A Learning Journey’s Four Inflection Points, And The Supportive Companions Essential For An Effecive Learning Journey
Every effective learning journey has at least four transition points.
These transitional points are distinct moments in time when a person who’s on a learning journey comes face to face with a crucial decision or a challenging obstacle.
For instance, early on there in every lrarning journey there always seems to be a “fish or cut bait moment” where there’s a decision to make about whetheror not to move ahead. Then, just as one’slearning journey get moving, there’s a “comprehension point” where the learner must come to terms with what’s waiting for them on the path ahead. Third, there are “challenges and crises” to face, moments when a learner must accept the fact that they will need to risk meaningful things to finish their journeys. Finally, near the end, there’s always a “moment of truth” when what it’s going to take to actually finish the learning process becomes painfully clear, and the decision whether to take the final steps, risking a meaningful failure, emerges.
Alongside these four discoveries, we there’s also a need for a distinct type of “supportive presence” at each one of these four way stations.

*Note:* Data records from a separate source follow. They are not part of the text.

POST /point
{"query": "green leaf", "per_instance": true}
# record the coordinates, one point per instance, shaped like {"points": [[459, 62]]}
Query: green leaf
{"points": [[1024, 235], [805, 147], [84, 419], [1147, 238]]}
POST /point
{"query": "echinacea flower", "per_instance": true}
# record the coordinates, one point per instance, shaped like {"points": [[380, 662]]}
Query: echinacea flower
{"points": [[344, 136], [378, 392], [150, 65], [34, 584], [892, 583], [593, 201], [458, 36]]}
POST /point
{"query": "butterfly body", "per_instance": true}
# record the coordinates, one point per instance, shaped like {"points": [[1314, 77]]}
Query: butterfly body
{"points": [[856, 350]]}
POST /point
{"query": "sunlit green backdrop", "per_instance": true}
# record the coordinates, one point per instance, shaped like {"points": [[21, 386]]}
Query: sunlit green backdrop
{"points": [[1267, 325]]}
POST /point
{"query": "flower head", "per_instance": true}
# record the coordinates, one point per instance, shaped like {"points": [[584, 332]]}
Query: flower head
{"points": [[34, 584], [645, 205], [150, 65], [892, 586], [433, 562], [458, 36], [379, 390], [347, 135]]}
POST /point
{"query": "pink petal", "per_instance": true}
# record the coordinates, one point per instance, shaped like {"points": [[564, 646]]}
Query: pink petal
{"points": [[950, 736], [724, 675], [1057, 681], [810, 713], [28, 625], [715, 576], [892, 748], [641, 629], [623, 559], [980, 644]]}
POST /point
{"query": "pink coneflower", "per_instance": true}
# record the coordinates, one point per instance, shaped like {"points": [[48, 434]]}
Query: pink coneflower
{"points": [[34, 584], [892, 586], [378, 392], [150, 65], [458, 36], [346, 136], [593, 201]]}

As a transformational thought partner, I’ve come to realize that each of us, regardless of whether we’re an expeienced and self-directed learner or a novice who’s on their first learning adventure, we all need to have asomeone with us on our learning journey’s who can help us respond to the issues that emerge at each one of the four transition points names above.
For instance, the “fish or cut bait moment” mentioned above is the transition point that always shows up well before a client ever starts their transformational journey. For every learner, this way station appears in anticipation of their journey; it’s that moment in time when the prospective learner realizes they really will have to change big time, and they will need to do it soon. For this transition point, I’ve learned that the presence we, as thought partners, need to offer our learning partners is that of companion.
In particular, novice learners, at the entry point to their personal transformational journeys, need a companion alongside them who’s able to listen with a deep receptiveness to the soundings of their unspoken worries and their vague whispers of hope. This companion needs to be the kind of person who can listen without comment, and then ask, “Is this what you’re trying to say?” They need to be a companion who can offer the steady companionship a novice pilgrim needs as they’re walking up to the beginning of their transformational journey.
The second “presence” transformational coaches need to know how to offer is that of thought partner. A thought partner is someone who is present as first steps are taken. They’re a person who possesses experience, knowledge, perspective, and most importantly, a way of thinking that’s challengeable and, when shared, provokes deep introspection. For first;earning journeys, this identity is found in someone who talks in concrete, practical ways about the steps, back alleys, and way stations found on all transformational journeys. It helps, of course, if at this second transition point, the thought partner has lived the transformational experiences they’re describing.
It’s OK if they haven’t. What matters most is that they’re able, without arrogance, to use all the knowledge and experience they have to frame for their partner, as a possibility to consider, a map of what their first steps out onto their bridge might ought to look like. It’s at the beginning of every transformation, where a pilgrim is taking their first few experimental steps, where having a thought partner present with some sort of guide book to share is way better, and more encouraging, than having no map at all.
In the middle of every transformational journey, the third presence we need is that of witness. At this way station, we need to be able to offer our learning partners the eyes of someone who’s there as their cheerleader, someone who’s present and prepared to recognize and applaud their partner’s accomplishments and their efforts, as well as their lapses of judgment and loss of nerve. In the middle of every transformational journey, the presence a witness needs to bring to bear is the ability to recognize their learning partner’s displays of doubt, courage, despair, and determination, and, in the face of whatever’s there, offer nothing but encouragement.
At this third way station, a witness needs to notice, describe, and offer words of encouragement in response to the all the crises that are plaguing our companion. Here, in the middle of their journey, we need to have an identity that can appreciate both our partner’s courage and their doubts in ways that illuminate for them the idea that both these qualities are strengths they need for the steps yet to be taken.
Robert Kegan’s research suggests that very few people ever reach the fourth way station, the one at the end of every transformational journey. So, it’s hard for us to offer one specific term that fully describes the identity that’s needed at this last station.
In 1914, Rainer Maria Rilke wrote a poem that, for me, seems like it comes close to describing the presence a learning partner needs at the end of their transformational journey. Rumi describes this presence like this:
“…there is a boundary to looking, for the world that is looked at so deeply only wants to flourish in love. Here the work of the eyes is done; now go and do heart-work on all the images imprisoned within you.”
For me, the word that best fits this type of identity is Shepherd.
Start to finish then, it seems like there are at least four distinct Learning Partner presences needed at four distinct way stations across a transformational journey; Companion, Thought Partner, Witness, and Shepherd. Our experience supports these hypotheses. Does yours?